The distinctive brown stripes on the face and body of the Sumatran rabbit (Nesolagus netscheri) enable it to blend perfectly with its rainforest habitat. In 2008, WWF scientists stumbled upon a single rabbit, but it had not previously been seen since the 1930s. Today it is still considered the rarest and most elusive rabbit in the world.
From the Leporidae family, the Sumatran rabbit was believed to be the only species in the Nesolagus genus until the mid 1990s when a similar striped rabbit (N. timinsi) was discovered in the rainforests along the Annamite Mountains between Laos and Vietnam. Genetic studies suggest that the two species probably diverged about eight million years ago.
Roughly the same size as a European rabbit, the Sumatran rabbit has distinctive brown stripes running down the face and body, with tiny ears and a short tail. There is very little information on the ecology of this species, as it has never been studied in the wild. Sumatran rabbits are shy and only feed at night, their diet consisting of leaves and stalks. The rabbits have been recorded in dense montane forests on rich volcanic soil in southwest Sumatra, usually at altitudes of 600-1600 metres above sea level. Their habitat lies within the Sundaland Biodiversity Hotspot, which is home to at least 13 Critically Endangered species.
The Sumatran rabbit was thought to be extinct until it was accidentally photographed by a camera trap in 1998. It was classified as Critically Endangered by the IUCN in 2006, but was downgraded to Vulnerable in 2008. However, even now it is still considered the world’s rarest rabbit.
Surveys were carried out in 1983, 1984 and 1989, all of which failed to find any direct evidence of the species.

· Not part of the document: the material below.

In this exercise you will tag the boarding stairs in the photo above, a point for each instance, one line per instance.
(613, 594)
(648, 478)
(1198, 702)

Local people do not have a name for it in their own language, and many do not even realise that it exists. The Sumatran rabbit’s biggest threat, as with so many other tropical species, is conversion of its forest habitat into plantations.
A live rabbit was captured on camera in 2007, and there were sightings of rabbits in 2011 in two different national parks, again via a camera trap. WWF scientists who explored Bukit Barisan Seletan National Park in September 2008 were lucky enough to happen upon one of the rabbits and was able to take a direct photo of it. Most recently in May this year, a research group from the University of Delaware who had travelled to Sumatra looking for leopard, instead found images of a Sumatran striped rabbit on their cameras in Bukit Barisan Seletan. They believe that this remote area has not been subject to much pressure from poachers which is why the rabbit has been seen. They also found that scientists in Kerinci Seblat, the largest national park in Sumatra, had recently seen the rabbits multiple times. Now the group aims to establish an in-depth study of the area to shed more light on the ecology of the rabbits.